It's nice to see my piece on the Ion Torrent 318 chip get a lot of comments, as well as being tweeted and some additional comments at SEQAnswers. I love getting comments, especially those that constructively challenge my analysis.
Two commenters threw some cold water on my enthusiasm, pointing out that the 318 is not scheduled to be released until September, and then only to early access customers. I'll confess to not asking careful enough questions on the timing & letting my desires get ahead of me. Ion Torrent will need to deliver these chips on time and working at specifications in order for scientists to believe that there really will be the promised regular upgrades. MiSeq is vaporware at the moment also, but Illumina has a strong track record for rolling out instruments.
One commenter took me to task for suggesting that Ion Torrent will simply roll right over Illumina. I don't mean to suggest this will happen, only that Ion Torrent may offer a very stiff challenge. If the PGM chip upgrades, sample prep improvements and read length improvements come as promised, then the PGM may well march up through Illumina's product line. That's not to say Illumina will remain static; they have clearly demonstrated great skill at pushing their platform to amazing abilities. The MiSeq may offer a new path to greater performance; there has already been speculation over at SEQAnswers on possible paths forward. For example, will the faster cycle times mean an opportunity for longer read lengths (if the reagents are not stable over very long runs)? Will Illumina roll out a multi-flowcell version of the MiSeq, enabling very high-throughput rapid-turnaround sequencing? I'd put more money on the latter than the former. Another thread has surfaced rumors that a HiScan upgrade is imminent which will give it HiSeq-like capabilities; for groups running both arrays and sequencing this could be useful. How much denser can Illumina pack the flowcells? Only time will tell. But, as I pointed out before, longer reads will have limited impact on overall throughput if the two reads are overlapping (though accuracy may be improved).
On the other hand, I do see as excessive cynicism (bordering on editing the truth) that AGBT had only Ion Torrent talking about Ion Torrent; given that two talks (Bolen from NCI and Nusbaum from the Broad; the Bolen talk will apparently be at ABRF as well) described actual experiences. Granted, neither was really independent of the company. It is critical for Ion Torrent's reputation that data start appearing in public spaces, especially data from regular customers.
Ditto for the experimental protocols; one commenter had a question about amplicon sequencing which will be important for Ion Torrent's success. The sooner applications are adapted to the system, the sooner customers will be buying machines and chips. Of course, a great strategy IMHO would be to put some sequencers in the hands of genomics bloggers.

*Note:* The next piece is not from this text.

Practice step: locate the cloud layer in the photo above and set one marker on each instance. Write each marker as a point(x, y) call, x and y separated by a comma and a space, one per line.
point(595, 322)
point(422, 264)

As far as the question of reads per chip increasing faster than the number of sensors per chip, my understanding is that Ion Torrent expects that better sensor loading and utilization. Again, how vaporous is this? That's hard to tell -- and why feedback from actual users is desperately needed.
On the question of amplicon and read length for Ion Torrent, those would seem to be different fish (though I don't have direct experience). Amplicon length will be a matter of the emPCR conditions. I'm unaware of any signal amplification in the 454 chemistry -- I thought the signal cascade was strictly linear. But, again that is outside my expertise and I would enjoy being educated on the subject.
With regard to whether emPCR can be converted from a liability to a non-issue, it's reasonable to be skeptical. But, it isn't obvious why emPCR can't be compressed in time (though I haven't done emPCR, so that's a stretch for me to comment on). In my discussion with them, they pointed to cutting the number of cycles as one time savings. In any case, how hard as anyone tried to really optimize emPCR for speed? Only on the 454 might it have been a serious concern, and the cost of a 454 run is not going to encourage many folks to push for many runs a day. On the other hand, I don't see it as "disingenuous" the comparison I made; I've been at a company that had techs running PCR (again, conventional not emPCR) day in and day out, and any company that runs production Sanger is in a similar boat. Indeed, any big SOLiD or 454 shop must do this as well. What will the nature of the new emPCR kit be? I have some speculations, but that's a whole 'nother post.
One other surprise today from Ion Torrent is the announcement that they have sequenced the genome of Intel co-founder Gordon Moore. One claim from this is that the coverage was more uniform than with other platforms. Obviously, either publication or release of the data is needed to vet this claim. Even if they used 318 chips, this was an expensive demonstration project (I don't know the actual coverage; I don't have a subscription to In Sequence) -- even at 10X coverage it would be $20K (retail) in chips. Apparently this was an exclusive for GenomeWeb's In Sequence, as Ion doesn't even seem to have a press release out. I hope they plan to publish this in a journal soon, or if not make the primary data available for further study.